As noted by The Daily Wire:
On “Jimmy Kimmel Live!” Thursday, entertainment mogul Kanye West described his decision to openly express his support for Donald Trump, which he said required him to have the confidence to stand up against massive backlash from liberals, media, and the hip-hop community, who tried to promote the idea that all African-Americans must vote Democrat.
West said that after he was hospitalized, he came out lacking confidence and that it took about a year and half [sic] to finally muster the courage to openly express his opinion on Trump, knowing that the backlash would be overwhelming.
“As a musician, African-American, guy out in Hollywood, all these different things, everyone around me tried to pick my candidate for me,” West told Kimmel when the host asked about the entertainment mogul’s decision to support Trump.
“And then told me every time I said I liked Trump that I couldn’t say it out loud or my career would be over, I’d get kicked out of the black community — because blacks, we’re supposed to have a monolithic thought … we can only be Democrats and all.”
Endorsing POTUS Trump was not about politics, per se, Kanye said but it “represented overcoming fear and doing what you felt no matter what anyone said and saying you can’t bully me — liberals can’t bully me, news can’t bully me, the hip-hop community, they can’t bully me — because at that point if I’m not free to be me, I’m no longer me.”
He also dropped this truth bomb: Today’s Left-wing public education curriculum keeps everyone too focused on our country’s past societal sins like slavery.
“We get too caught up in the past and what everyone’s saying and what everyone’s tweeting. And sometimes you just have to be fearless enough to break the f**king simulation,” he said.

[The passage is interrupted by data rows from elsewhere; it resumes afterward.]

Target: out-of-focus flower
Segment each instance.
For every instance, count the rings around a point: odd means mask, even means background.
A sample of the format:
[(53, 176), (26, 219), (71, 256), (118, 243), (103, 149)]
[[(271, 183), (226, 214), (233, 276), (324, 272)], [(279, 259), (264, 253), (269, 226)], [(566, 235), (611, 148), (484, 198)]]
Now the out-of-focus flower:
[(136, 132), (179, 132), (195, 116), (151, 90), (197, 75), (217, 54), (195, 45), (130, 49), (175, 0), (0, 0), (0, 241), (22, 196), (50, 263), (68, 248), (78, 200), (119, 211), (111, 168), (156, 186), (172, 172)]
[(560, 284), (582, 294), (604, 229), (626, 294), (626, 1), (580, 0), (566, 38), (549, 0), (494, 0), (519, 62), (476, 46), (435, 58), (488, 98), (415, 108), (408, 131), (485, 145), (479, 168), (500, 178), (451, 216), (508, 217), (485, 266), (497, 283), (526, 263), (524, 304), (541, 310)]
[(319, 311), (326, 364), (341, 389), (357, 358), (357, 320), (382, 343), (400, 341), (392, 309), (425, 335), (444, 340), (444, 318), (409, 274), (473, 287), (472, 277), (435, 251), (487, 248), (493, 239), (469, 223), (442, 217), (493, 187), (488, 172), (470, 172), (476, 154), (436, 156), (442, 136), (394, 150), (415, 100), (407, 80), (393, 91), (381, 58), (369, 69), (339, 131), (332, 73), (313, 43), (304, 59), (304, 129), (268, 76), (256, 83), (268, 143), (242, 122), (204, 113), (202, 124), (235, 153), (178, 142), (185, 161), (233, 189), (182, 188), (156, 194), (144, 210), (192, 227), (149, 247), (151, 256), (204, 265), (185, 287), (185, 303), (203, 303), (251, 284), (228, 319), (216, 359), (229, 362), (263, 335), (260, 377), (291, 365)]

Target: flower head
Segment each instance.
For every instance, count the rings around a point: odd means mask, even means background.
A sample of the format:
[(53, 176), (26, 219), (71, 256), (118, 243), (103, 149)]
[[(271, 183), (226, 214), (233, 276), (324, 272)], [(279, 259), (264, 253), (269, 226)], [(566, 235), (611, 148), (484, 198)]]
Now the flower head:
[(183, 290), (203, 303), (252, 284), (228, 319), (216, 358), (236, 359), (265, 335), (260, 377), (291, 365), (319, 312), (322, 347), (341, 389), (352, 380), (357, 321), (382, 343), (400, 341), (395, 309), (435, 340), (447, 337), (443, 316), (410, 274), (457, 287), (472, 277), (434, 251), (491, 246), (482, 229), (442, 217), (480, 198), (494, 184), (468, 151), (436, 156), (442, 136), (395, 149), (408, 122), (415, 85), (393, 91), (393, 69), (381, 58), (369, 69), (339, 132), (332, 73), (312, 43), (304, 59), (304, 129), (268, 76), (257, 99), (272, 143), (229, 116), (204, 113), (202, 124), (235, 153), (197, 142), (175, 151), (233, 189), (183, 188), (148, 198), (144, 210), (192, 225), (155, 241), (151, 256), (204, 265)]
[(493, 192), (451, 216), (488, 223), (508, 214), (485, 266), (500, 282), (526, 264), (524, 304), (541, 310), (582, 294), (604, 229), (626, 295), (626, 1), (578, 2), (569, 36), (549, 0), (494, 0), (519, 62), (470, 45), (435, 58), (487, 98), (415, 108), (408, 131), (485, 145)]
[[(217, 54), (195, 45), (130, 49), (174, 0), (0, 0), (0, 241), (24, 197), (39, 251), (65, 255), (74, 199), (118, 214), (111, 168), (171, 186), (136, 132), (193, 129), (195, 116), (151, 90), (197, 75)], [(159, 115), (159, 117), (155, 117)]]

Then he challenged Kimmel and the audience to “try love” instead.
“When I see people just even … go at the president, it’s like, why not try love?” he said.
“For one person to stand up against all odds and just hug somebody the way that Alice Johnson [whom Trump granted clemency] hugged her family when she got out of jail. That one by one by one, we can defuse this nuclear bomb of hate that we’re in as a society by thinking of everyone as our family,” he added.